Much attention has been focused on food that may be beneficial in preventing diet-induced body fat accumulation and possibly reduce the risk of diabetes and heart disease. Cornelian cherries (Cornus mas) are used in the preparation of beverages in Europe and also to treat diabetes-related disorders in Asia. In this study, the most abundant bioactive compounds in C. mas fruits, the anthocyanins and ursolic acid, were purified, and their ability to ameliorate obesity and insulin resistance in C57BL/6 mice fed a high-fat diet was evaluated. Mice were initially fed a high-fat diet for 4 weeks and then switched to a high-fat diet containing anthocyanins (1 g/kg of high-fat diet) and ursolic acid (500 mg/kg of high-fat diet) for an additional 8 weeks. The high-fat diet induced glucose intolerance, and this was prevented by anthocyanins and ursolic acid.
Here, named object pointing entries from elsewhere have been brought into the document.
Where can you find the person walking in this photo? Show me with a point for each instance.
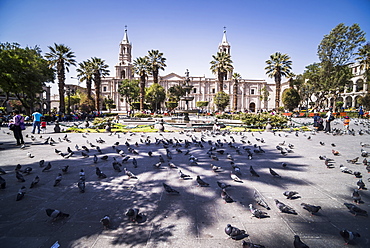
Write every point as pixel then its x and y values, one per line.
pixel 328 118
pixel 18 124
pixel 36 116
pixel 360 111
The anthocyanin-treated mice showed a 24% decrease in weight gain. These mice also showed decreased lipid accumulation in the liver, including a significant decrease in liver triacylglycerol concentration. Anthocyanin and ursolic acid treated mice exhibited extremely elevated insulin levels. Both treatments, however, showed preserved islet architecture and insulin staining. Overall, these data suggest that anthocyanins and ursolic acid purified from C. mas fruits have biological activities that improve certain metabolic parameters associated with diets high in saturated fats and obesity.